Connectivity
In the Future, Magnets May Track Your Fingers in Virtual Reality
Oculus and university researchers are working on a project that relies on electromagnets to keep an eye on all your fingers in virtual space.
A research project may hint at how Facebook’s Oculus device will let you explore virtual reality someday: by using a bunch of electromagnets and sensors to track the motions of your individual fingers in three dimensions.
Called Finexus, the project employs four magnetic sensors to track fingernail-sized electromagnets placed on each of the user’s fingertips; it has been found to be accurate to within 1.3 millimeters. The project was created by a group of researchers from the University of Washington and Oculus Research.
Keyu Chen, a graduate student at the University of Washington’s ubiquitous-computing lab, started the project while he was an intern at Oculus Research in Redmond, Washington, last summer.

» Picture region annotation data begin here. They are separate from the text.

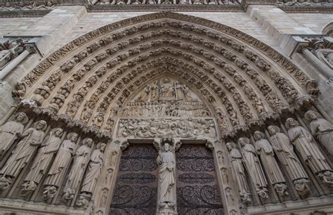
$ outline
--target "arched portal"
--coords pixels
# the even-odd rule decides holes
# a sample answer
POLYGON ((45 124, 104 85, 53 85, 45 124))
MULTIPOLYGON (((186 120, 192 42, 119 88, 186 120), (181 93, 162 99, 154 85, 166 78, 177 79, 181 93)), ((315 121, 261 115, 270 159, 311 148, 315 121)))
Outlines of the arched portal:
MULTIPOLYGON (((315 110, 312 105, 318 93, 311 83, 271 47, 212 21, 163 12, 104 26, 46 58, 20 83, 25 90, 14 92, 20 99, 16 111, 25 112, 30 119, 25 129, 34 122, 47 121, 45 133, 39 131, 40 138, 48 134, 44 141, 51 141, 50 136, 62 141, 67 136, 66 147, 76 145, 70 146, 76 155, 64 158, 61 178, 48 179, 48 171, 58 164, 51 161, 60 156, 54 152, 41 159, 45 173, 37 174, 38 179, 26 180, 30 168, 41 167, 29 156, 28 168, 22 169, 21 163, 11 166, 18 157, 15 150, 10 152, 21 143, 13 139, 1 155, 4 170, 0 172, 0 184, 5 190, 1 195, 24 195, 26 200, 57 204, 73 213, 88 208, 103 214, 112 200, 122 152, 137 143, 153 144, 160 150, 166 141, 174 154, 182 144, 205 145, 212 150, 209 159, 214 171, 209 172, 215 174, 216 189, 211 192, 221 202, 214 205, 221 209, 223 204, 226 214, 237 214, 240 208, 247 207, 253 211, 256 205, 259 210, 269 204, 283 207, 277 202, 326 195, 325 183, 332 181, 333 174, 327 167, 331 163, 323 165, 326 169, 313 169, 313 165, 299 160, 299 151, 292 152, 305 170, 302 177, 289 176, 289 169, 281 169, 285 161, 277 162, 269 142, 261 141, 274 135, 267 130, 270 125, 281 128, 275 133, 287 133, 290 125, 286 129, 284 123, 288 117, 296 119, 295 124, 308 125, 303 115, 309 108, 315 110), (61 136, 60 132, 49 133, 60 127, 65 131, 61 136), (261 133, 253 136, 255 131, 261 133), (72 139, 72 133, 78 134, 78 140, 72 139), (237 140, 238 144, 233 143, 237 140), (268 144, 272 156, 259 159, 260 147, 255 149, 250 141, 268 144), (107 143, 106 148, 102 143, 107 143), (271 162, 275 175, 266 164, 261 164, 264 159, 271 162), (41 190, 44 200, 39 195, 41 190)), ((38 124, 30 130, 41 130, 38 124)), ((322 149, 318 148, 318 153, 327 157, 322 149)), ((30 150, 32 155, 44 156, 42 147, 30 150)), ((163 207, 157 211, 164 211, 163 207)), ((172 208, 176 212, 176 207, 172 208)))

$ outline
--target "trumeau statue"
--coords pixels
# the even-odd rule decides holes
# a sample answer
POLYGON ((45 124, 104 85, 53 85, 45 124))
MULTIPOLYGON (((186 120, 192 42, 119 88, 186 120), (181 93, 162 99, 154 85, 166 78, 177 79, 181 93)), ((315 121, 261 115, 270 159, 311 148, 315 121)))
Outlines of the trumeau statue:
POLYGON ((333 184, 332 170, 325 157, 320 152, 311 134, 303 127, 300 126, 293 118, 286 120, 290 141, 301 154, 301 157, 312 171, 324 183, 329 185, 333 184))
POLYGON ((159 205, 174 207, 176 205, 175 167, 176 160, 170 145, 163 144, 163 150, 159 150, 159 205))
POLYGON ((65 177, 65 174, 68 168, 75 148, 75 142, 77 140, 76 133, 70 133, 67 140, 63 142, 58 151, 52 166, 45 179, 44 185, 54 185, 59 188, 65 177))
POLYGON ((24 112, 16 115, 14 121, 10 121, 0 127, 0 157, 11 148, 15 140, 23 133, 24 124, 28 118, 24 112))
POLYGON ((333 155, 333 125, 318 116, 319 114, 313 110, 309 110, 305 114, 306 119, 311 122, 310 130, 312 135, 320 141, 331 155, 333 155))
POLYGON ((88 165, 88 170, 82 183, 81 192, 93 193, 97 184, 102 171, 103 161, 104 159, 104 150, 106 144, 100 143, 97 145, 97 149, 93 150, 90 156, 90 162, 88 165))
POLYGON ((70 200, 73 197, 72 194, 76 193, 78 186, 82 180, 83 175, 86 171, 86 165, 89 162, 90 154, 91 152, 91 145, 93 140, 91 138, 85 138, 81 145, 75 152, 73 165, 68 176, 68 180, 64 190, 64 197, 63 200, 65 202, 70 200))
POLYGON ((22 134, 23 138, 18 143, 13 150, 11 157, 0 171, 0 189, 9 188, 11 179, 17 178, 21 170, 29 163, 34 152, 41 144, 46 129, 46 122, 37 121, 34 128, 27 129, 22 134))
POLYGON ((251 194, 249 192, 245 171, 242 163, 242 155, 238 149, 236 148, 235 143, 228 143, 226 146, 229 150, 231 170, 236 184, 238 186, 240 198, 244 203, 249 203, 251 202, 251 194))
POLYGON ((34 190, 43 176, 46 174, 48 166, 53 157, 58 151, 61 143, 61 136, 63 129, 54 129, 39 148, 37 154, 34 157, 32 165, 27 175, 23 180, 23 190, 34 190))
POLYGON ((256 157, 256 150, 249 143, 247 138, 240 138, 238 143, 242 145, 241 153, 243 162, 252 182, 254 183, 256 192, 263 198, 268 197, 267 194, 267 180, 263 168, 256 157))
POLYGON ((267 176, 270 182, 274 185, 279 195, 287 195, 287 185, 285 185, 285 179, 280 169, 275 158, 274 151, 268 141, 264 138, 262 132, 256 131, 254 133, 256 141, 254 145, 258 155, 259 155, 267 176))
POLYGON ((299 194, 302 197, 306 197, 310 192, 307 184, 310 181, 308 181, 308 176, 294 152, 290 140, 287 135, 280 131, 278 126, 269 126, 268 130, 270 134, 270 143, 278 158, 293 181, 299 194))

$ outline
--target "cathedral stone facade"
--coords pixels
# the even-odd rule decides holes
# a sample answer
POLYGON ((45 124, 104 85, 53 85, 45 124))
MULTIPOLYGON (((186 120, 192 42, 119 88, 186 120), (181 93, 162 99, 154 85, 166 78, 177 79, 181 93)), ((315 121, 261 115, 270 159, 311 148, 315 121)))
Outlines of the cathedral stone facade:
POLYGON ((1 214, 332 214, 332 0, 3 0, 1 214))

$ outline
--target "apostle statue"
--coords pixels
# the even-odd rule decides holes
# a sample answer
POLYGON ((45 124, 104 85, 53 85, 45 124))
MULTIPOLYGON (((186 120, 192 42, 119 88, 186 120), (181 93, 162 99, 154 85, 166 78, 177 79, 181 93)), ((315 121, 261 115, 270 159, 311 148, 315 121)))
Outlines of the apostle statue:
MULTIPOLYGON (((24 179, 22 190, 34 190, 41 181, 47 169, 51 164, 53 155, 58 151, 61 143, 63 129, 53 129, 39 148, 37 155, 34 157, 32 165, 24 179)), ((22 193, 23 194, 23 193, 22 193)))
POLYGON ((305 114, 306 119, 311 121, 310 130, 325 146, 329 155, 333 155, 333 125, 327 120, 319 118, 319 114, 309 110, 305 114))
POLYGON ((68 133, 67 140, 63 142, 58 154, 45 179, 44 185, 59 188, 65 178, 65 174, 74 155, 77 133, 68 133))
MULTIPOLYGON (((93 140, 86 138, 82 141, 83 145, 81 145, 75 152, 73 165, 68 176, 68 180, 66 183, 64 190, 64 197, 70 196, 74 197, 78 186, 80 184, 83 175, 86 171, 86 168, 89 162, 90 154, 91 152, 91 145, 93 140)), ((71 198, 63 198, 66 202, 68 202, 71 198)))
POLYGON ((254 145, 256 152, 261 159, 268 180, 274 185, 274 188, 279 195, 288 195, 287 185, 285 185, 286 181, 274 157, 272 146, 268 141, 264 138, 263 133, 259 131, 255 131, 254 137, 256 140, 254 145))
POLYGON ((7 152, 15 140, 23 133, 23 124, 27 121, 27 115, 24 112, 19 112, 14 121, 8 122, 0 126, 0 157, 7 152))
POLYGON ((164 143, 163 151, 159 151, 159 205, 174 207, 176 204, 175 167, 176 160, 170 150, 170 145, 164 143))
POLYGON ((294 152, 290 140, 287 135, 280 131, 278 126, 269 126, 268 129, 270 134, 270 143, 278 158, 288 173, 295 188, 298 188, 299 194, 305 197, 310 192, 307 184, 310 181, 308 181, 308 176, 294 152))
POLYGON ((285 126, 290 141, 295 145, 303 160, 315 175, 322 178, 324 183, 332 186, 333 178, 329 179, 328 176, 332 176, 333 171, 311 134, 293 118, 287 119, 285 126))
POLYGON ((249 192, 245 171, 242 164, 242 155, 238 149, 236 148, 235 143, 228 143, 226 146, 229 150, 231 170, 233 178, 238 186, 240 198, 244 203, 249 203, 251 202, 251 194, 249 192))
POLYGON ((104 150, 105 143, 99 143, 97 149, 93 150, 90 156, 90 162, 88 165, 88 170, 82 183, 81 192, 93 193, 102 171, 103 161, 104 159, 104 150))
POLYGON ((243 163, 252 182, 254 183, 256 192, 263 198, 268 197, 267 194, 267 180, 263 174, 263 168, 256 152, 252 145, 249 143, 247 138, 240 138, 238 143, 242 145, 241 153, 243 157, 243 163))
POLYGON ((13 150, 11 157, 0 171, 0 190, 9 188, 12 178, 18 177, 21 170, 32 159, 35 151, 41 144, 46 129, 46 122, 37 121, 33 128, 27 129, 22 134, 23 138, 13 150))

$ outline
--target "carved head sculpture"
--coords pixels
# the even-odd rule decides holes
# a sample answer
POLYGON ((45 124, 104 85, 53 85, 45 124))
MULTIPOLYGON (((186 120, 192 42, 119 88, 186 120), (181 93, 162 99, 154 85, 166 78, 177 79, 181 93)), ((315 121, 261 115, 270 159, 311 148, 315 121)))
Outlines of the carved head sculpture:
POLYGON ((274 135, 277 133, 280 133, 280 128, 276 126, 269 126, 267 129, 268 129, 268 133, 270 135, 274 135))
POLYGON ((45 131, 47 127, 46 122, 44 120, 37 121, 34 123, 34 127, 35 127, 37 130, 45 131))
POLYGON ((259 141, 265 138, 265 135, 263 134, 263 133, 259 131, 255 131, 253 136, 256 141, 259 141))
POLYGON ((26 124, 29 119, 27 117, 27 115, 24 112, 19 112, 16 115, 15 119, 17 122, 20 122, 22 124, 26 124))
POLYGON ((82 141, 83 145, 86 145, 89 147, 91 147, 91 145, 93 144, 93 140, 91 138, 85 138, 82 141))
POLYGON ((293 118, 288 118, 286 120, 285 126, 287 129, 289 129, 290 128, 296 127, 298 125, 299 125, 298 122, 296 121, 293 118))
POLYGON ((304 117, 308 121, 313 121, 318 119, 319 113, 313 110, 308 110, 305 115, 304 117))

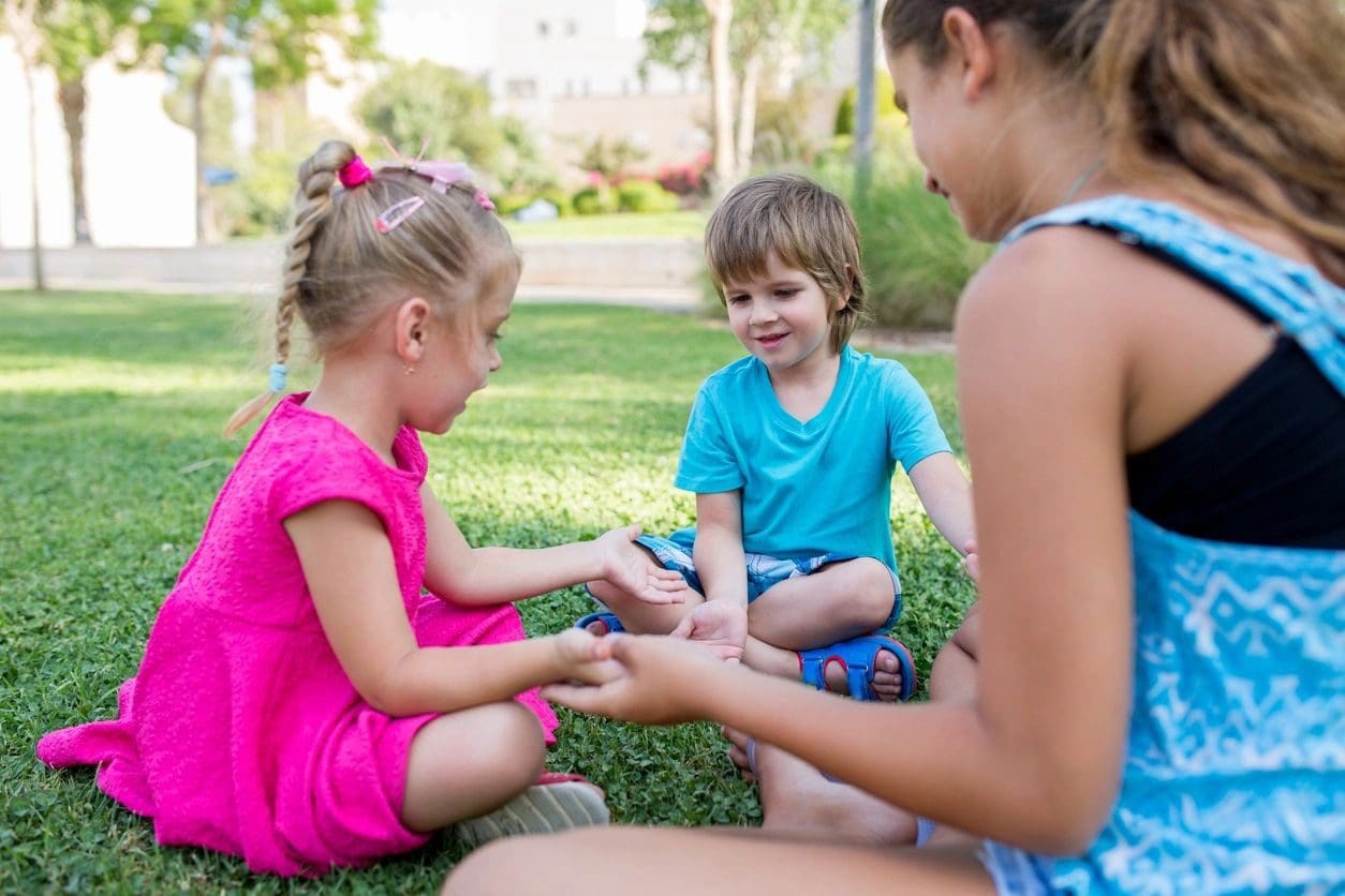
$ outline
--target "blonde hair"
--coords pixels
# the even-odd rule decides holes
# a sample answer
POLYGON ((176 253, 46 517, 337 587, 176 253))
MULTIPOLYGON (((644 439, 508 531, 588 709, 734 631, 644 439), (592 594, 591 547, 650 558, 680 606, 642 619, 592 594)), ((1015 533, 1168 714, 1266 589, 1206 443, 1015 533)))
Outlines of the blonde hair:
MULTIPOLYGON (((330 140, 299 167, 295 226, 285 247, 284 281, 276 302, 276 361, 289 359, 295 313, 320 356, 363 332, 383 308, 417 294, 455 314, 504 270, 516 273, 518 254, 499 218, 477 201, 476 187, 456 183, 438 192, 408 169, 334 192, 355 149, 330 140), (379 232, 375 222, 394 203, 424 206, 379 232)), ((225 435, 256 416, 276 392, 238 408, 225 435)))
POLYGON ((1345 282, 1345 13, 1337 0, 888 0, 889 52, 947 50, 943 16, 1013 24, 1102 114, 1122 177, 1271 222, 1345 282))
POLYGON ((839 352, 868 318, 854 215, 802 175, 749 177, 729 191, 705 227, 705 261, 720 301, 728 304, 725 283, 764 274, 771 253, 807 271, 827 298, 846 297, 830 314, 831 349, 839 352))

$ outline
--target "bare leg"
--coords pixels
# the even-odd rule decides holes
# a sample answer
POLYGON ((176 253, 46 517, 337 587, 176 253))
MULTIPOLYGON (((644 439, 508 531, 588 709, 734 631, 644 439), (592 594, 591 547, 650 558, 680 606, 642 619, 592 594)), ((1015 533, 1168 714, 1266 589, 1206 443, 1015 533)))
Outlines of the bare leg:
POLYGON ((537 716, 492 703, 430 721, 412 739, 402 823, 430 832, 503 806, 542 771, 537 716))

He imagines Finexus being used for games as well as tasks that require a variety of delicate finger motions, like playing a virtual piano, painting, or writing in the air. (A video of Finexus in action shows an example of the latter.)
“Sometimes you want something where you can actually use your fingers for dedicated motion,” Chen says.
Oculus had no comment on the project, which is slated to be presented in a research paper at the ACM CHI 2016 conference on computer-human interaction in San Jose, California, in May.
The interactions Chen imagines could be more detailed than what many of us will experience early on with virtual reality. Oculus’s first consumer headset, Rift, will rely on a plastic controller for input, which may not feel that immersive. (Rift, which is due to be released this winter, will come with a wireless Xbox controller; Oculus will also sell a pair of controllers called Oculus Touch that work with Oculus’s optical-tracking system to give you finer controls, but it’s shipping these a bit later on.)
Unlike tracking systems that rely on cameras to figure out where your head or specific body parts are located, Finexus doesn’t need a direct line of sight between the electromagnet and the sensor. That means, for instance, that if you bend over while playing a virtual-reality game, obscuring the electromagnets on your hands from the sensors, Finexus should still be able to figure out your finger movements.
Chen envisions Finexus eventually being built into a glove and wristband or smartwatch; the glove would house the electromagnets, while the wrist-worn device would hold the sensors. For now, the maximum distance between the sensors and electromagnets is just 12 centimeters, but Chen believes it could be as great as 25 centimeters. Regardless, such a short distance would limit the system to being housed on the body.
Finexus works kind of like a GPS system: the distances between an electromagnet and the four magnetic sensors is calculated, then the intersection of each of those four distances is determined and used to figure out the electromagnet’s position in space. Each electromagnet operates on a different frequency, which Chen says makes it easier to identify them individually.
Chen says electromagnets could be added to the system without requiring more sensors, so you could track all your fingers or render your hands more precisely by placing more than one electromagnet on each finger.
His next step, he adds, will be to refine the Finexus hardware and miniaturize it. After that, he’s not sure what will happen.
“I do not know if [Oculus is] going to put this in a future product, but that is one possibility,” he says.